Ma anche ne I giorni del cielo, che forse è il film meno citato del maestro, Malick mostra di come una sofferenza “universale” abbia sempre origine da un contesto familiare. Bill (Richard Gere) nasconde la sua relazione con la bella Abby (Brooke Adams), simulando un legame fratello/sorella; in questo modo Abby potrà sfruttare l’interesse che Chuck, il proprietario delle terre in cui lavora Bill, ha nei suoi confronti. È la corruzione dell’amore causato dall’occultamento del sentimento, la scelta del corpo a discapito dello spirito… è l’inizio, per Malick, della fine del mondo; la terra brucerà in un’apocalittica notte d’estate, con le piaghe, che rimandano alle Piaghe d’Egitto, che invadono una terra sempre più arida.
Ma, ovviamente, non possiamo confondere la malinconia con il pessimismo. Terrence Malick è un regista tutt’altro che pessimista. E’ un autore che, con il suo stile particolare che lo contraddistingue, ci ha mostrato i limiti e le contraddizioni di tutti noi… contraddizioni da cui, però, non è umanamente possibile rifugiarsi. La sofferenza ed il conflitto sono indispensabili per generare amore.

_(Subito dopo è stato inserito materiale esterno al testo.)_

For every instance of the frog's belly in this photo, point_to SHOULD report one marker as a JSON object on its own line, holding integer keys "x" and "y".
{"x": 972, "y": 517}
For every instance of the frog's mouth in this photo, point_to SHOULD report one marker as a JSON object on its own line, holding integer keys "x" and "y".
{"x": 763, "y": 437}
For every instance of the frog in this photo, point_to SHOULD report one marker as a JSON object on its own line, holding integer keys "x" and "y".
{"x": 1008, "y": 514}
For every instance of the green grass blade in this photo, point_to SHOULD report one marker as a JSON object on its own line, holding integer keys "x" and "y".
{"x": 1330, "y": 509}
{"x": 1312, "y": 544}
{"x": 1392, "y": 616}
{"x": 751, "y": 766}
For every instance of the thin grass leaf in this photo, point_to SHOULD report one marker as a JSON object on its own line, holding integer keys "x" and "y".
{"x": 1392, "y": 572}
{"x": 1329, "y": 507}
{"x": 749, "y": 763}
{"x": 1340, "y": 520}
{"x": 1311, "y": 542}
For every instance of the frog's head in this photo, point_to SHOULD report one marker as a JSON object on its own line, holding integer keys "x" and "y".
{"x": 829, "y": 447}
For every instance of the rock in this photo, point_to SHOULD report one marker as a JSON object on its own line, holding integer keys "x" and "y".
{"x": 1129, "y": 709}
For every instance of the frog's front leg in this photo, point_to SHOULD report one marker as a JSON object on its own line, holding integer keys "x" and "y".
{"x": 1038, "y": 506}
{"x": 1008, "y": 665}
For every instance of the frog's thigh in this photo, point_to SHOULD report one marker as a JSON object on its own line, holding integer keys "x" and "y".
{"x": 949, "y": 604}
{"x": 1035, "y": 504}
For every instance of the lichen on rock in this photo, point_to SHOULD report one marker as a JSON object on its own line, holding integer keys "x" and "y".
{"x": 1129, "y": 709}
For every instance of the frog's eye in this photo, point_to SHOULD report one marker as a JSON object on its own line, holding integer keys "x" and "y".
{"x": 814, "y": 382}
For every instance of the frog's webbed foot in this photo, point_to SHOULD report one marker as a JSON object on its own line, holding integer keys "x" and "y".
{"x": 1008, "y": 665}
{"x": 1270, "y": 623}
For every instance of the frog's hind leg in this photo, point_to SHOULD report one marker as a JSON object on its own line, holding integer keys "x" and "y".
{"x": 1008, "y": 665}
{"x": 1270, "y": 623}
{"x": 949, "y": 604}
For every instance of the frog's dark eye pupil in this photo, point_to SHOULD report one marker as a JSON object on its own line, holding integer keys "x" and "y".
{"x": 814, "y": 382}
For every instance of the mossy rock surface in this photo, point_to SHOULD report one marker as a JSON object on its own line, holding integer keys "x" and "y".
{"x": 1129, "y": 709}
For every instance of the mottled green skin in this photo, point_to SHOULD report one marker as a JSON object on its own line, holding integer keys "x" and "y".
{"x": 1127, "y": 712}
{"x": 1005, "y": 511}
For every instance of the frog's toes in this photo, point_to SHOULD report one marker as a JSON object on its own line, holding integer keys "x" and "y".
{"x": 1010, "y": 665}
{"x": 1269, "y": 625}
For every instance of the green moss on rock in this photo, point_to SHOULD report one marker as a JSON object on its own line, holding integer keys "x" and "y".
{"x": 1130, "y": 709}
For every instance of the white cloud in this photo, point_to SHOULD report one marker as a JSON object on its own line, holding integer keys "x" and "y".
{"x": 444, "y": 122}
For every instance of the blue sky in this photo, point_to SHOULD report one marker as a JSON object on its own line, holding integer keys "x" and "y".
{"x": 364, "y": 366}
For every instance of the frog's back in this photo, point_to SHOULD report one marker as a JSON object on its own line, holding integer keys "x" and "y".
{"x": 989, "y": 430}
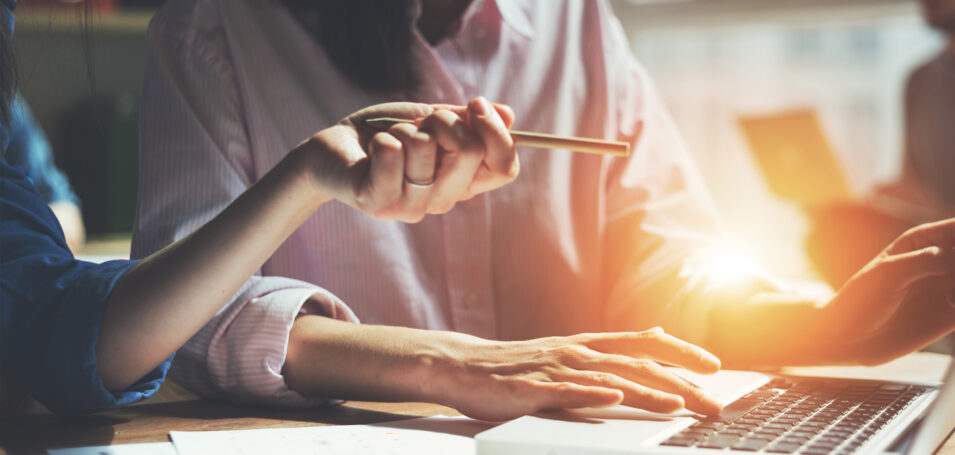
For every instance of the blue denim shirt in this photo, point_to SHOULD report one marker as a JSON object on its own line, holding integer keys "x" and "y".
{"x": 51, "y": 305}
{"x": 29, "y": 151}
{"x": 51, "y": 308}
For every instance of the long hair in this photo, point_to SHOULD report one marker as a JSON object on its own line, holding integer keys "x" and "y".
{"x": 8, "y": 76}
{"x": 369, "y": 41}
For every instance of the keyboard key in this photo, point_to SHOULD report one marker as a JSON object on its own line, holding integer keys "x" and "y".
{"x": 783, "y": 448}
{"x": 750, "y": 444}
{"x": 737, "y": 408}
{"x": 679, "y": 442}
{"x": 718, "y": 442}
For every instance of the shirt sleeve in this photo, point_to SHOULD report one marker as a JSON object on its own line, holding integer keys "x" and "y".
{"x": 52, "y": 308}
{"x": 662, "y": 229}
{"x": 195, "y": 159}
{"x": 30, "y": 152}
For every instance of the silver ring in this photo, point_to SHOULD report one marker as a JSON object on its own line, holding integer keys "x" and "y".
{"x": 422, "y": 186}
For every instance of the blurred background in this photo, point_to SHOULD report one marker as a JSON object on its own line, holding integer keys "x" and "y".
{"x": 840, "y": 65}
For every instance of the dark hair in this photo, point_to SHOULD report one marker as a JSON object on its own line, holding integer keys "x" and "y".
{"x": 368, "y": 40}
{"x": 8, "y": 76}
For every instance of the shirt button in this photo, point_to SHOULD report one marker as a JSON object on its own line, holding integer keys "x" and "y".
{"x": 470, "y": 301}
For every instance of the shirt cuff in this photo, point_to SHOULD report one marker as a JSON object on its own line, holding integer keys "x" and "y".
{"x": 246, "y": 361}
{"x": 70, "y": 361}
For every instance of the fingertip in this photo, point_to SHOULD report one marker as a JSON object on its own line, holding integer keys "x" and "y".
{"x": 506, "y": 113}
{"x": 670, "y": 403}
{"x": 710, "y": 364}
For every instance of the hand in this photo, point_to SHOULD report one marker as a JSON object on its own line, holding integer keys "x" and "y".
{"x": 449, "y": 154}
{"x": 504, "y": 380}
{"x": 900, "y": 301}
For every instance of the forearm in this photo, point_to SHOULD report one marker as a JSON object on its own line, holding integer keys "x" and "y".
{"x": 337, "y": 359}
{"x": 166, "y": 298}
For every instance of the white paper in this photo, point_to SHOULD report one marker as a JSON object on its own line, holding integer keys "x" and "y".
{"x": 429, "y": 435}
{"x": 152, "y": 448}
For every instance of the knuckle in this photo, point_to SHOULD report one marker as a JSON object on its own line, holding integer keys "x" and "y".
{"x": 644, "y": 366}
{"x": 567, "y": 352}
{"x": 402, "y": 130}
{"x": 602, "y": 377}
{"x": 441, "y": 207}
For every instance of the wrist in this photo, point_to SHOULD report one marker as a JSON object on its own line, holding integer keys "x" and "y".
{"x": 442, "y": 370}
{"x": 303, "y": 164}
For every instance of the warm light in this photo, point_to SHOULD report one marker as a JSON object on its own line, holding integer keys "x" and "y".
{"x": 722, "y": 266}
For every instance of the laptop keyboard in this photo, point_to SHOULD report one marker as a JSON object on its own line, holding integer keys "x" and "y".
{"x": 810, "y": 416}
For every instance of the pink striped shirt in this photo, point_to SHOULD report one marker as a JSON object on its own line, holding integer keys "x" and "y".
{"x": 577, "y": 243}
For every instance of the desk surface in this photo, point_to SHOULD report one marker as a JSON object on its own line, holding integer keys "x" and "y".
{"x": 153, "y": 422}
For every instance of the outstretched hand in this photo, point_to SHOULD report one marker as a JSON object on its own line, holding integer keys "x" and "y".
{"x": 449, "y": 154}
{"x": 505, "y": 380}
{"x": 900, "y": 301}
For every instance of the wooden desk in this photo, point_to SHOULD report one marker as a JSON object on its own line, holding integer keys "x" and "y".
{"x": 153, "y": 422}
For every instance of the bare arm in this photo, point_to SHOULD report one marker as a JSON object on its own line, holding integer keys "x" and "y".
{"x": 166, "y": 298}
{"x": 494, "y": 380}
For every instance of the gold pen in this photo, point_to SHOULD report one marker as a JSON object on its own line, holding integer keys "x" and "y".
{"x": 548, "y": 141}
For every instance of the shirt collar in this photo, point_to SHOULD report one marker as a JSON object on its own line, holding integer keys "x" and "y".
{"x": 514, "y": 16}
{"x": 508, "y": 12}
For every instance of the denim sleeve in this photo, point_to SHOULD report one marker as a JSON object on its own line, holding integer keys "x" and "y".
{"x": 30, "y": 152}
{"x": 52, "y": 308}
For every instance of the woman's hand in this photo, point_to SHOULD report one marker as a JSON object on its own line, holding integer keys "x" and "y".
{"x": 503, "y": 380}
{"x": 494, "y": 380}
{"x": 900, "y": 301}
{"x": 449, "y": 154}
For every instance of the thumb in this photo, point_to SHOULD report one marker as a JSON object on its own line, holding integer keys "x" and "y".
{"x": 909, "y": 267}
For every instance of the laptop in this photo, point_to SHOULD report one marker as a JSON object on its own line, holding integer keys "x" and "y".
{"x": 763, "y": 414}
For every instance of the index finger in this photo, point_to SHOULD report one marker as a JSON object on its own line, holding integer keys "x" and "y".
{"x": 657, "y": 345}
{"x": 939, "y": 233}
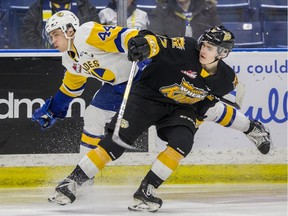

Il legame padre/figlio in The Tree of Life è sempre più forte proprio grazie ai continui conflitti; i soldati de La sottile linea rossa capiscono l’importanza della vita proprio perché osservano la morte. Ma alla fine tutto risplende.
“Dove eravamo insieme, chi eri tu? Quello col quale ho vissuto, camminato, il fratello, l’amico. Buio dalla luce, conflitto dall’amore. Sono il frutto di una sola mente, i tratti di un solo volto. Oh anima mia, fa che io sia in te adesso, guarda attraverso i miei occhi, guarda le cose che hai creato. Tutto risplende.”